Adis Medunjanin, 28, faces life in prison after a jury found him guilty of charges, including conspiring to use weapons of mass destruction, conspiring to commit murder in a foreign country and providing material support to and receiving military training from al-Qaeda.
“Adis Medunjanin’s journey of radicalization led him from Flushing, Queens, to Peshawar, Pakistan, to the brink of a terrorist attack in New York City — and soon to a lifetime in federal prison,” U.S. Attorney Loretta Lynch said in a statement. “As this case has proved, working against sophisticated terrorist organizations and against the clock, our law enforcement and intelligence agencies can detect, disrupt and destroy terrorist cells before they strike, saving countless innocent lives.”

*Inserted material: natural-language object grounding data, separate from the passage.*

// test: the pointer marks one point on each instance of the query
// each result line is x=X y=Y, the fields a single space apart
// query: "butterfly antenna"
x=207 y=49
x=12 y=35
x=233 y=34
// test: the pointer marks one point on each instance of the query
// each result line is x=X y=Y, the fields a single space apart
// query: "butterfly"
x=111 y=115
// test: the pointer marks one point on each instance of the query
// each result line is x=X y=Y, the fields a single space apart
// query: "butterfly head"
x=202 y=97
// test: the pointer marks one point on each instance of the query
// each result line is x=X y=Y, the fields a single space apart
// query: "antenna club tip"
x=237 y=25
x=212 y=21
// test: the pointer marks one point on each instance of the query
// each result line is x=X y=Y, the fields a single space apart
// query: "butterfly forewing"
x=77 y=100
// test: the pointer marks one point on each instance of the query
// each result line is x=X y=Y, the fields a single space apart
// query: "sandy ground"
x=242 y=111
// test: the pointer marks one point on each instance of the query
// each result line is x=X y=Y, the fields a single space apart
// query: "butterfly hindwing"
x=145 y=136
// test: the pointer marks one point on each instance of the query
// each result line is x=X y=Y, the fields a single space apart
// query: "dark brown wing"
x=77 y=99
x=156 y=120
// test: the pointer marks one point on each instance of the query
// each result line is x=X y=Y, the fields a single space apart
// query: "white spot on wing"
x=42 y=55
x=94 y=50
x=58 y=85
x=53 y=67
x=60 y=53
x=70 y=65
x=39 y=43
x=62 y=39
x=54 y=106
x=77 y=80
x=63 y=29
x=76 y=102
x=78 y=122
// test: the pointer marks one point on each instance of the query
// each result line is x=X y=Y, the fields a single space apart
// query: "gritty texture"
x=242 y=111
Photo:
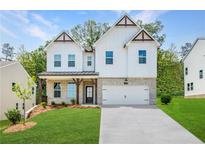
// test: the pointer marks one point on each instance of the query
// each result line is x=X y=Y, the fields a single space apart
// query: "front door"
x=89 y=94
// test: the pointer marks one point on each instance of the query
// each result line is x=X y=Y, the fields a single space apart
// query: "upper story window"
x=71 y=90
x=89 y=61
x=71 y=60
x=57 y=60
x=201 y=75
x=142 y=57
x=186 y=71
x=109 y=57
x=57 y=89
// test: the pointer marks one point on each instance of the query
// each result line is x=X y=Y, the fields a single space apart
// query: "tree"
x=88 y=33
x=169 y=73
x=185 y=49
x=8 y=51
x=24 y=93
x=154 y=28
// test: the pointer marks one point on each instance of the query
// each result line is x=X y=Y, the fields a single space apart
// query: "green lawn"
x=59 y=126
x=190 y=113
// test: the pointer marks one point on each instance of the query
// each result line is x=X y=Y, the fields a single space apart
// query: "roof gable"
x=125 y=21
x=64 y=37
x=142 y=35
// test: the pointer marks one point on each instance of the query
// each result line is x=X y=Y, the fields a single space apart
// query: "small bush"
x=53 y=103
x=166 y=99
x=14 y=116
x=73 y=101
x=43 y=104
x=63 y=103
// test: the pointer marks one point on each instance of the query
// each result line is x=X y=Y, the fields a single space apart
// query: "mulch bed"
x=39 y=109
x=19 y=127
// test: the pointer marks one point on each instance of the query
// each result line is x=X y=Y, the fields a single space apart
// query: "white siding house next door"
x=125 y=95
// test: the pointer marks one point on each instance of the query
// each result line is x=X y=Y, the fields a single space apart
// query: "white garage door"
x=125 y=95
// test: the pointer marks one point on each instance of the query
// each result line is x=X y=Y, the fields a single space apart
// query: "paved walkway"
x=141 y=124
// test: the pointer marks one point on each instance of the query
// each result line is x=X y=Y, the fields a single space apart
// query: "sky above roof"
x=33 y=28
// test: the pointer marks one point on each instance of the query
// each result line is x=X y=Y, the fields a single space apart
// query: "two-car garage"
x=125 y=94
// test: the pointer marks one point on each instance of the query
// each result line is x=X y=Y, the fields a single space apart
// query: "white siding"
x=195 y=61
x=149 y=69
x=85 y=58
x=125 y=60
x=114 y=41
x=64 y=49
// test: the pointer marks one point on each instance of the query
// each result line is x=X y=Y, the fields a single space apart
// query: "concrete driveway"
x=141 y=124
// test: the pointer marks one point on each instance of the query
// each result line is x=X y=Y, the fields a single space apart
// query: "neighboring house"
x=121 y=70
x=194 y=70
x=12 y=72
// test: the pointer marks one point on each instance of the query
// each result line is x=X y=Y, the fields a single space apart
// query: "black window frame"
x=142 y=58
x=108 y=58
x=201 y=74
x=57 y=63
x=57 y=91
x=186 y=70
x=71 y=63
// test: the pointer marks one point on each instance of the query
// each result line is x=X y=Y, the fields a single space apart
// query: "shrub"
x=63 y=103
x=166 y=99
x=43 y=104
x=73 y=101
x=53 y=103
x=14 y=116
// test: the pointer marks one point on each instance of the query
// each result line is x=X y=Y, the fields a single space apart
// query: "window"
x=186 y=71
x=71 y=60
x=188 y=87
x=57 y=60
x=17 y=106
x=142 y=56
x=12 y=86
x=33 y=90
x=192 y=86
x=201 y=74
x=71 y=90
x=109 y=57
x=57 y=90
x=89 y=61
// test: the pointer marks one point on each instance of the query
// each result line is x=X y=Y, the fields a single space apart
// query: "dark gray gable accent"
x=141 y=37
x=65 y=38
x=125 y=20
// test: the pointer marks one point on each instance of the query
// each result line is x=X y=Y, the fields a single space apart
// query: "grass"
x=59 y=126
x=190 y=113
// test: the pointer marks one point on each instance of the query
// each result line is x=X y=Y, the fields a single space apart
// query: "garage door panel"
x=125 y=95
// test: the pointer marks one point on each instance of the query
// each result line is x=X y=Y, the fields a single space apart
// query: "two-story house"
x=194 y=70
x=121 y=70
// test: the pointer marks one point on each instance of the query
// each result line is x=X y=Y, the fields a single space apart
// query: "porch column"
x=77 y=82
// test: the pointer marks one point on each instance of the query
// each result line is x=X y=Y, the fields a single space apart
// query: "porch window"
x=142 y=56
x=71 y=90
x=57 y=60
x=109 y=57
x=71 y=60
x=57 y=90
x=89 y=61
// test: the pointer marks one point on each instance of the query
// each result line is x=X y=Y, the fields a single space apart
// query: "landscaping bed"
x=190 y=113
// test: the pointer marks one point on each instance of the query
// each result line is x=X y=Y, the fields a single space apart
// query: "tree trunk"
x=24 y=111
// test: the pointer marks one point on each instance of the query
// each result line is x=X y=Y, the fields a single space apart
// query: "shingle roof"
x=68 y=73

The charges stemmed from a terror plot Medunjanin hatched with two former classmates, Najibullah Zazi and Zarein Ahmedzay, who both pleaded guilty in 2010. Lynch called the trio’s plan to blow up city subways one of the most serious threats since the 9/11 terror attacks.

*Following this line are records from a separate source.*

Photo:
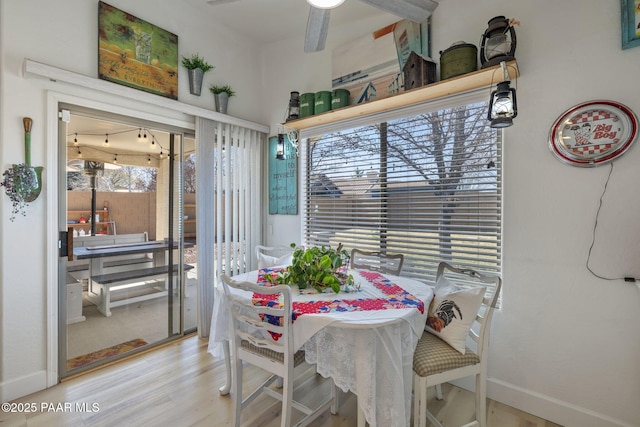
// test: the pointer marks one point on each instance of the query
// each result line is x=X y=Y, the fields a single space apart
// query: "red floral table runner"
x=394 y=297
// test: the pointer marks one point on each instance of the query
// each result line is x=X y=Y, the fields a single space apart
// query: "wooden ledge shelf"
x=452 y=86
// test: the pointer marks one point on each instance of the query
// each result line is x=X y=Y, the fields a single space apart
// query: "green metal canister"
x=460 y=58
x=307 y=101
x=322 y=102
x=339 y=98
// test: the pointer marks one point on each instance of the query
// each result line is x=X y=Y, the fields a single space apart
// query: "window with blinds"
x=427 y=185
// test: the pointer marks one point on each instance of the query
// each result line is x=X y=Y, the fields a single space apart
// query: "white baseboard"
x=19 y=387
x=557 y=411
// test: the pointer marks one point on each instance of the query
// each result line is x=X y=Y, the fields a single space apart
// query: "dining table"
x=362 y=339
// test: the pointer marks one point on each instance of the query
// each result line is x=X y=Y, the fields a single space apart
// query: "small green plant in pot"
x=197 y=66
x=318 y=268
x=19 y=182
x=221 y=95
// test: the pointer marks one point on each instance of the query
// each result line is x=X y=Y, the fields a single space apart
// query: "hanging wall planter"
x=196 y=67
x=221 y=95
x=22 y=182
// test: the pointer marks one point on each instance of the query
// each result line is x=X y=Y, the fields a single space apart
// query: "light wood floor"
x=177 y=386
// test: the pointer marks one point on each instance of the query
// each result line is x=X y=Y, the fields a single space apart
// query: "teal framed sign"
x=283 y=179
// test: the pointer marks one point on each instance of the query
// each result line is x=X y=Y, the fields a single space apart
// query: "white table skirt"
x=369 y=353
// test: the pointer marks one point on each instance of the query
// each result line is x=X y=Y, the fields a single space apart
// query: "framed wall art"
x=135 y=53
x=630 y=23
x=593 y=133
x=283 y=179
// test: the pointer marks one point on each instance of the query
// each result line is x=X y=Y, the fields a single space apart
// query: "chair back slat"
x=377 y=261
x=478 y=332
x=260 y=324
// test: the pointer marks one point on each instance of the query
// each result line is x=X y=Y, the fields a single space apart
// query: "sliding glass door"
x=123 y=272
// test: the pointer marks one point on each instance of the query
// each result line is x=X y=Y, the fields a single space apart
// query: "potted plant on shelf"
x=196 y=66
x=320 y=268
x=221 y=95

The testimony of Zazi and Ahmedzay about their trip to Pakistan in 2008, along with other convicted terror plotters, provided an inside look into the operations of al-Qaeda that would not have been heard by the public if the case were tried in a military tribunal instead of a U.S. District Court.
The conviction was good news for the city’s top watchdog, NYPD Commissioner Raymond Kelly.
“I want to commend prosecutors for the conviction of Adis Medunjanin,” he said. “His conviction stands as a stark reminder of terrorists’ desire long after 9/11 to return to the city to kill more New Yorkers.”
Medunjanin is set to be sentenced by Brooklyn Federal Judge John Gleeson Sept. 7, where he faces a mandatory sentence of life in prison, according to Lynch’s office.
The Bosnian native was arrested in 2010 days before he planned to help execute the plot. After fleeing law enforcement, he called 911 from his car and told the operator, “We love death more than you love your life,” before rear-ending another vehicle on the Whitestone Expressway and crashing.
Police had already swooped down on his co-conspirators, Zazi and Ahmedzay, after Zazi had brought bomb-making materials into the city from his home in Colorado.